AI Inference Platform Lab

This repository explores the platform architecture required to operate large-scale AI inference systems reliably under burst traffic and multi-tenant workloads. The focus is on platform reliability mechanisms such as admission control, fairness scheduling, bounded queues, and latency protection rather than model development.

The project models the control-plane mechanisms required to operate a multi-tenant inference platform reliably under unpredictable workloads.

Purpose

Modern AI applications rely on large language model inference services that must serve highly variable requests while maintaining predictable latency.

Unlike traditional web services, inference workloads vary widely depending on prompt size, context retrieval, and generation length.

This lab focuses on platform-level architecture mechanisms used to maintain system stability and predictable latency under burst traffic.

Why This Project Matters

Large inference systems face several operational challenges:

protecting latency SLOs under burst traffic
isolating tenants to prevent noisy-neighbor effects
handling variable request cost
maintaining predictable system behavior under overload

This repository demonstrates architectural mechanisms used in real inference platforms to address these challenges.

Architectural Goals

The platform is designed to achieve the following objectives:

maintain predictable latency under burst traffic conditions
isolate tenants through fairness scheduling
prevent latency collapse using bounded queues
degrade gracefully when inference capacity is saturated
expose internal system behavior through observability metrics

System Properties

The platform is designed around the following operational properties:

Property	Description
Latency Protection	Admission control and bounded queues prevent latency collapse during bursts
Fairness	Tenant-aware scheduling ensures one tenant cannot starve others
Predictable Overload Behavior	The system sheds excess traffic instead of buffering requests indefinitely
Graceful Degradation	Retrieval budgets and generation limits can be reduced under load
Observability	Metrics expose queue depth, rejection rate, and latency distributions

SLO Target

The system models a platform designed to protect latency targets such as:

Metric	Target
p95 latency	< target threshold
queue depth	bounded
failure mode	fast fail or degraded response

The architecture prioritizes latency protection over maximum throughput.

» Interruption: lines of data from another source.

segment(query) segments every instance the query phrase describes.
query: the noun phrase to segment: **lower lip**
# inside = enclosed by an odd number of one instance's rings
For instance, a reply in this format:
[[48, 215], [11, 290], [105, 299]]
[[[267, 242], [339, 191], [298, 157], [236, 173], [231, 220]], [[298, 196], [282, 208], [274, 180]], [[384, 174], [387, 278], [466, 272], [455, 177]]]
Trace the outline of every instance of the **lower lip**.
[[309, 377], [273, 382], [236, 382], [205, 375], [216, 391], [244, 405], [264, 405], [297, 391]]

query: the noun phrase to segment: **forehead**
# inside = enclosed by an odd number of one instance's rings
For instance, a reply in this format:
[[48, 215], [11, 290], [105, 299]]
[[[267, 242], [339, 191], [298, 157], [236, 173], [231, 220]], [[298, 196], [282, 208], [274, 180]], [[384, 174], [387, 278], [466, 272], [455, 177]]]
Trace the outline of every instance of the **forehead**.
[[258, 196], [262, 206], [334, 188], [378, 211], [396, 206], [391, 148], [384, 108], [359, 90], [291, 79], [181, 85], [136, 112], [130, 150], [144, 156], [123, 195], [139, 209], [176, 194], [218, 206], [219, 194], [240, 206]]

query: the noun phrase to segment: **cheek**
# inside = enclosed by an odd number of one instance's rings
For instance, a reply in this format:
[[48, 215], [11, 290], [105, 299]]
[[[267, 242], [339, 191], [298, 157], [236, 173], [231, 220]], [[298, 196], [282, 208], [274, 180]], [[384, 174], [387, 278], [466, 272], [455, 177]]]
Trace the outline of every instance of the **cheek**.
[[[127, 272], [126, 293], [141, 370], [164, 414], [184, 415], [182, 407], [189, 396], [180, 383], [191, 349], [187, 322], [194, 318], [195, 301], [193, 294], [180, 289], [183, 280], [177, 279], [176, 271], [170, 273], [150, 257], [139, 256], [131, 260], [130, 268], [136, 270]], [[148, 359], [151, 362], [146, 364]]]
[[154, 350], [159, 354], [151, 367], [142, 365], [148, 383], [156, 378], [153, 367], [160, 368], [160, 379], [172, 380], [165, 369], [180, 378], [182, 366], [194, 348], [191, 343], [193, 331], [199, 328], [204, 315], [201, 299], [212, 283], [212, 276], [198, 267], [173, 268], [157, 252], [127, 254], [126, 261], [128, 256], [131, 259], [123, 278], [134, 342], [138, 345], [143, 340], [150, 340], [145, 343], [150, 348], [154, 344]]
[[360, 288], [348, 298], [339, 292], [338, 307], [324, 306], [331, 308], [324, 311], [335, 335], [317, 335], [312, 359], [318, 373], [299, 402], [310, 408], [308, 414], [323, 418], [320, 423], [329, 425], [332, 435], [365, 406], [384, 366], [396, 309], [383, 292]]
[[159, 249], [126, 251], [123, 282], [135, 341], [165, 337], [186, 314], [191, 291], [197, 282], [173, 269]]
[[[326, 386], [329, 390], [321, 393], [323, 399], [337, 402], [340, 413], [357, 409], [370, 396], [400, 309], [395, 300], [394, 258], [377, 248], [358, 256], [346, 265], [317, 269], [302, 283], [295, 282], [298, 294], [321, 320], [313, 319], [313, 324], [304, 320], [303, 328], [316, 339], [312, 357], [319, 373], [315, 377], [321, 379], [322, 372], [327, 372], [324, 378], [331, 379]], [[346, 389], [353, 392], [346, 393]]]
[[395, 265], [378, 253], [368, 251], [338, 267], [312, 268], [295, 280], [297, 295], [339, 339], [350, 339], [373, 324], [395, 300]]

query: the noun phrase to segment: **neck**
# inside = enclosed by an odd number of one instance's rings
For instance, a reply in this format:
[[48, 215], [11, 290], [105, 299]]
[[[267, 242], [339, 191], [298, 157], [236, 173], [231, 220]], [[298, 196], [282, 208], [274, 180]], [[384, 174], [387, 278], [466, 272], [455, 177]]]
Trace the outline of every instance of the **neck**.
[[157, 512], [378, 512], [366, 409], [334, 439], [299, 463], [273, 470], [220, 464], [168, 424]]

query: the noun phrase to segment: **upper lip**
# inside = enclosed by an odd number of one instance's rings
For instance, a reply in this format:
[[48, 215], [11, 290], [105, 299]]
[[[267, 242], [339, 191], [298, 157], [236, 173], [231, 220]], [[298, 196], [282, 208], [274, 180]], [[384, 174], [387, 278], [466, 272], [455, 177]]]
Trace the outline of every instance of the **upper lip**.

What This Repository Demonstrates

This lab models several architectural mechanisms used in large-scale inference systems:

distributed inference routing
retrieval-augmented generation pipeline
admission control at the platform boundary
bounded queues and backpressure
fairness scheduling across tenants
graceful degradation under overload
observability of platform behavior

The goal is to explore platform reliability and behavior, not model optimization.

Architecture Overview

The platform simulates a distributed inference system composed of routing, retrieval, and inference layers.

Requests enter through a routing layer that enforces admission control, tenant isolation, and fairness policies before interacting with retrieval and inference services.

The architecture separates control-plane responsibilities (routing, scheduling, and admission control) from execution-plane components (retrieval and inference workers) to maintain predictable latency under burst traffic.The platform simulates a distributed inference system composed of routing, retrieval, and inference layers.

Requests enter through a routing layer that enforces admission control and fairness policies before interacting with retrieval and inference services.

Architecture Diagram

flowchart TD
    A[Client / Tenant]

    B[Router API<br/>Admission Control<br/>Rate Limits]

    C[Fairness Scheduler<br/>Tenant Queues]

    D[Retrieval Service<br/>Vector Search]

    E[Inference Worker Pool<br/>Batching / Execution]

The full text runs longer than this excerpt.